Sebagai seorang pendidik, integritas adalah kunci. Ketika seorang guru menjadi kreator konten, setiap unggahan, komentar, dan interaksi di platform digital dapat merefleksikan institusi tempat ia mengajar dan profesinya secara keseluruhan. Oleh karena itu, penting bagi guru untuk menjaga batasan yang jelas antara kehidupan pribadi dan profesional. Konten yang dibagikan harus relevan dengan nilai-nilai pendidikan dan tidak boleh mengandung unsur-unsur yang tidak pantas atau merugikan.
Misalnya, pada sebuah seminar online tentang Etika Pendidik Digital yang diadakan oleh Kementerian Pendidikan dan Kebudayaan pada tanggal 10 April 2025, pukul 14:00 WIB, seorang narasumber menekankan pentingnya guru untuk melakukan self-censorship yang bijak. Mereka harus selalu mempertimbangkan apakah konten yang akan diunggah akan memberikan dampak positif atau negatif bagi siswa dan citra profesi. Menjaga citra positif di ranah digital adalah bagian tak terpisahkan dari Etika Pendidik Digital.
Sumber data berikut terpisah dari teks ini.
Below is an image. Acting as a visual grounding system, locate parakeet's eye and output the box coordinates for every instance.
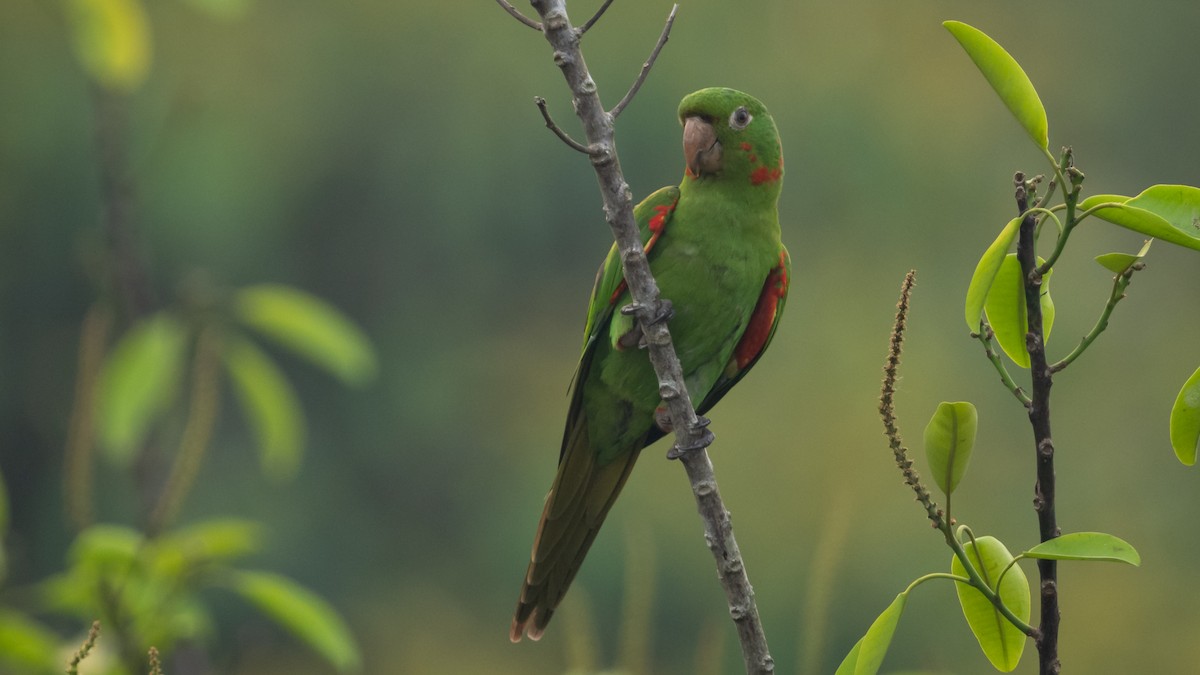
[730,107,754,131]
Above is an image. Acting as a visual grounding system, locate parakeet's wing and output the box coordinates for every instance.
[583,185,679,354]
[696,245,792,414]
[509,187,679,641]
[558,185,679,462]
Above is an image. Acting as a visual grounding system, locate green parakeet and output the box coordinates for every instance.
[509,88,791,641]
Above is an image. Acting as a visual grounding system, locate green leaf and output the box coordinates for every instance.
[1096,239,1154,274]
[0,609,62,673]
[151,518,263,577]
[96,313,187,462]
[234,283,378,386]
[1079,185,1200,251]
[833,638,863,675]
[950,537,1030,673]
[853,593,908,675]
[1126,185,1200,239]
[230,571,361,673]
[1171,360,1200,466]
[1024,532,1141,567]
[966,217,1021,330]
[66,0,150,91]
[925,401,979,495]
[984,253,1055,368]
[942,22,1050,150]
[224,338,305,479]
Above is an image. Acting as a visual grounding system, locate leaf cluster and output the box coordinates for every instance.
[838,22,1200,675]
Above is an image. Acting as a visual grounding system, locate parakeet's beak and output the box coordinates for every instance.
[683,117,721,178]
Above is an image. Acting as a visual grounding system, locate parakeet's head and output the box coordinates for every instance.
[679,86,784,195]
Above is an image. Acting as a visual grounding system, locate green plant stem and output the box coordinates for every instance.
[972,321,1030,407]
[62,303,113,530]
[900,572,971,596]
[1050,263,1142,372]
[1021,148,1084,275]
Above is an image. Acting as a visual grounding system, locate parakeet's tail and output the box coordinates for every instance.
[509,420,642,643]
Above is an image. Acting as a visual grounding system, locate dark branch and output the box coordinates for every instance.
[496,0,541,32]
[1013,172,1060,675]
[580,0,612,35]
[533,96,592,155]
[609,4,679,119]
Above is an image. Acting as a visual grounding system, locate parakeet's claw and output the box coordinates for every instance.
[667,417,716,459]
[620,298,674,325]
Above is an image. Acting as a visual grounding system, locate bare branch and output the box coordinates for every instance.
[532,0,775,674]
[533,96,592,155]
[609,2,679,119]
[496,0,541,32]
[580,0,612,35]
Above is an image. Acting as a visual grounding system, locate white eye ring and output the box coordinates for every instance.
[730,106,754,131]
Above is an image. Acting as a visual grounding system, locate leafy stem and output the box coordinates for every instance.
[1050,263,1146,372]
[971,321,1030,407]
[901,572,971,596]
[1030,148,1084,279]
[941,524,1038,639]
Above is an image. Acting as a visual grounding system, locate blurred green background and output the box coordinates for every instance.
[0,0,1200,674]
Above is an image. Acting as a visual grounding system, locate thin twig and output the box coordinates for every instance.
[580,0,612,35]
[533,96,592,155]
[496,0,541,32]
[609,4,679,119]
[1050,263,1146,372]
[92,86,155,325]
[520,0,775,674]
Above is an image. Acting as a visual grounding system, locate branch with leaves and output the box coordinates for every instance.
[497,0,774,673]
[838,22,1200,675]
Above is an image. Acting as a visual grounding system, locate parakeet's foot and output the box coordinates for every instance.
[667,416,716,459]
[620,298,674,325]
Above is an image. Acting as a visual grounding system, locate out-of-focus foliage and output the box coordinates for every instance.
[62,0,151,91]
[0,0,1200,675]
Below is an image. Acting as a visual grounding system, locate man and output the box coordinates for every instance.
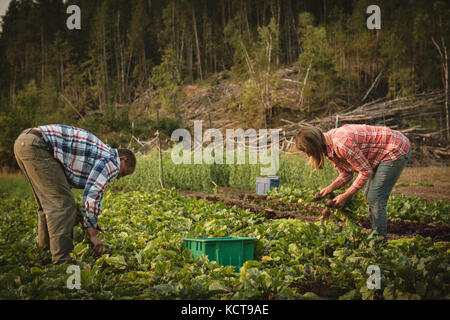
[14,125,136,264]
[296,124,411,240]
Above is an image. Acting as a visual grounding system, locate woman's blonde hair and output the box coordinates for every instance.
[295,127,325,170]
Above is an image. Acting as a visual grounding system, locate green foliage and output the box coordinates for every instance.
[0,190,450,299]
[298,12,344,110]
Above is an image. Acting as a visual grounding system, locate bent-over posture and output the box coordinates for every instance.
[14,124,136,264]
[296,124,411,240]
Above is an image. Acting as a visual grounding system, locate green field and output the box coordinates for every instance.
[0,155,450,300]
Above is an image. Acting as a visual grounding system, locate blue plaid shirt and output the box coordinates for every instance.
[39,124,120,228]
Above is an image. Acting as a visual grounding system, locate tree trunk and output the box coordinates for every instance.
[192,7,203,80]
[431,36,450,140]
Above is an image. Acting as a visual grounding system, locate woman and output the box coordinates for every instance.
[296,124,411,240]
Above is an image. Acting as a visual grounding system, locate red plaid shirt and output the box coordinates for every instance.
[323,124,410,194]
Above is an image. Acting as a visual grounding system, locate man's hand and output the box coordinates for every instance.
[87,228,105,254]
[313,186,333,201]
[333,193,351,209]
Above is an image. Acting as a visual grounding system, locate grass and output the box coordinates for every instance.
[111,152,337,192]
[0,173,83,200]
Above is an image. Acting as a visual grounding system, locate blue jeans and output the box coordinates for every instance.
[364,148,411,240]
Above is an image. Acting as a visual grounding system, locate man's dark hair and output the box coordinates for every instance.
[117,148,136,168]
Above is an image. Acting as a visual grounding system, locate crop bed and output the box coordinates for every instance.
[0,188,450,299]
[180,187,450,241]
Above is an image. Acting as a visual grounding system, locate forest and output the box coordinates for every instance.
[0,0,450,168]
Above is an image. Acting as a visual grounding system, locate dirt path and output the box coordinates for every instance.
[180,188,450,241]
[392,167,450,201]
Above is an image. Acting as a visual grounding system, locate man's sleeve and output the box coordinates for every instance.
[83,159,119,229]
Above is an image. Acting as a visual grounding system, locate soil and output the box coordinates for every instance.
[180,188,450,241]
[392,166,450,201]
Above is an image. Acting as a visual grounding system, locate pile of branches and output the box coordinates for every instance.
[279,91,450,164]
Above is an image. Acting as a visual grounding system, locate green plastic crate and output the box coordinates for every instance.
[184,237,256,269]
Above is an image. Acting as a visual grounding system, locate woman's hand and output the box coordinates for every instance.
[91,236,105,254]
[87,227,105,254]
[313,186,334,201]
[333,193,351,209]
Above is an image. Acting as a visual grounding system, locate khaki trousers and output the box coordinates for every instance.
[14,129,77,264]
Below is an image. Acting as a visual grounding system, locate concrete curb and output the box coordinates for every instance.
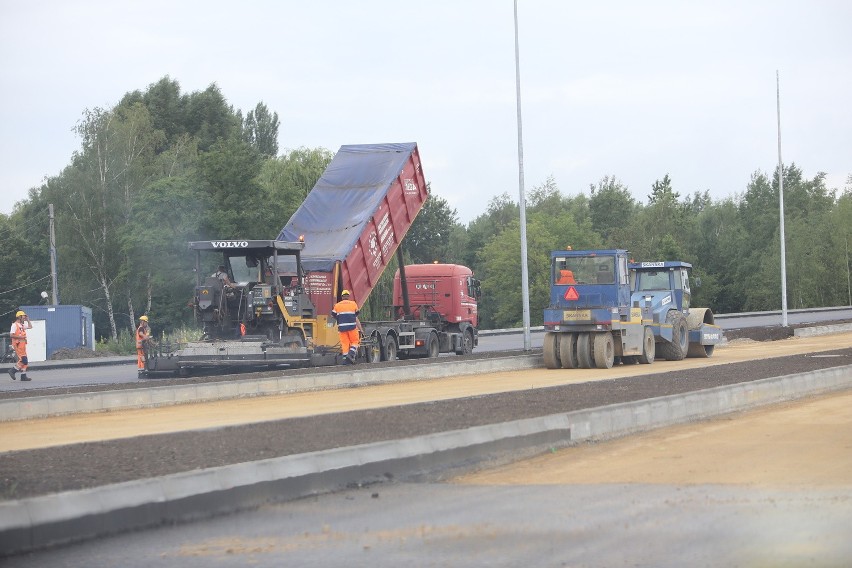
[0,354,542,422]
[793,323,852,337]
[0,365,852,554]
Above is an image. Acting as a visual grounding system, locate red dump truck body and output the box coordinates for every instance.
[393,264,478,327]
[278,142,428,314]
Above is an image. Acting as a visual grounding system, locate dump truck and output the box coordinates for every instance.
[543,249,723,369]
[149,143,480,373]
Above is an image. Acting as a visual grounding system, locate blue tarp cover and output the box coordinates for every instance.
[278,142,417,271]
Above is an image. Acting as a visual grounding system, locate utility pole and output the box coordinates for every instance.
[515,0,532,351]
[775,69,787,327]
[47,203,59,306]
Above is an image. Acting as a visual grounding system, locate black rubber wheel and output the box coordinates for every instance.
[559,333,580,369]
[577,331,592,369]
[456,329,473,355]
[657,310,689,361]
[639,327,657,365]
[364,333,382,363]
[593,331,615,369]
[426,333,441,359]
[381,335,399,361]
[542,331,562,369]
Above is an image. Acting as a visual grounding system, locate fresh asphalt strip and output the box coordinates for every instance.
[0,357,852,556]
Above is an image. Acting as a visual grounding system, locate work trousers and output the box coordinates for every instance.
[136,347,145,371]
[338,329,360,359]
[12,339,29,371]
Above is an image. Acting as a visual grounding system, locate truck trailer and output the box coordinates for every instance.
[149,143,479,372]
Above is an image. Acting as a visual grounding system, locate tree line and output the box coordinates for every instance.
[0,77,852,339]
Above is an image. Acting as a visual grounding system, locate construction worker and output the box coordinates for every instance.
[556,270,577,284]
[9,310,33,381]
[136,316,151,377]
[331,290,360,365]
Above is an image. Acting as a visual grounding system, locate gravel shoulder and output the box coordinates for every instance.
[0,328,852,499]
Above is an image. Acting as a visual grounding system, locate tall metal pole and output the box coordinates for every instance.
[47,203,59,306]
[846,235,852,306]
[515,0,532,351]
[775,69,787,327]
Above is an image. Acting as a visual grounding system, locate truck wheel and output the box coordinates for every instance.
[456,329,473,355]
[659,310,689,361]
[381,335,398,361]
[426,332,441,359]
[577,332,592,369]
[559,333,580,369]
[686,343,716,359]
[594,332,615,369]
[364,333,382,363]
[542,331,562,369]
[639,327,656,365]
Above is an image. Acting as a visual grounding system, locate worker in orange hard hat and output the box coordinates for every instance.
[136,316,151,377]
[9,310,33,381]
[331,290,360,365]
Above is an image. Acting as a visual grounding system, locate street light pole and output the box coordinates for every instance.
[775,69,787,327]
[515,0,532,351]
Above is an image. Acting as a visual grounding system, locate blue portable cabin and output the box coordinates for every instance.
[21,305,95,359]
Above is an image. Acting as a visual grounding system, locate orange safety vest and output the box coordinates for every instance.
[12,321,27,343]
[136,325,150,349]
Perbedaan utama antara mengajar di kelas dan membuat konten adalah audiens. Di kelas, guru memiliki tanggung jawab langsung kepada siswa dan kurikulum. Sebagai kreator konten, audiens bisa jauh lebih luas dan beragam, tanpa batasan usia atau latar belakang. Ini menimbulkan dilema moral, terutama jika konten yang dibuat memiliki tujuan komersial. Guru harus memastikan bahwa konten edukasi yang disampaikan tetap menjadi prioritas utama dan tidak tercampur dengan kepentingan promosi yang berlebihan.
Seorang guru mata pelajaran Sejarah dari sebuah sekolah menengah di Bandung, yang juga aktif sebagai YouTuber edukasi, berbagi pengalamannya dalam sebuah wawancara dengan media lokal pada hari Minggu, 22 Juni 2025, pukul 10:00 WIB. Ia menyatakan bahwa setiap kontennya selalu melalui proses penyaringan ketat untuk memastikan materi yang disampaikan akurat, bermanfaat, dan sesuai dengan norma pendidikan. Ia juga sangat berhati-hati dalam memilih kerja sama endorsement agar tidak mengganggu kredibilitasnya sebagai pengajar. Penjagaan standar ini adalah esensi dari Etika Pendidik Digital yang bertanggung jawab. Dengan memahami dan menerapkan prinsip-prinsip ini, guru dapat memanfaatkan potensi digital untuk memperkaya pembelajaran tanpa mengorbankan panggilan mulianya.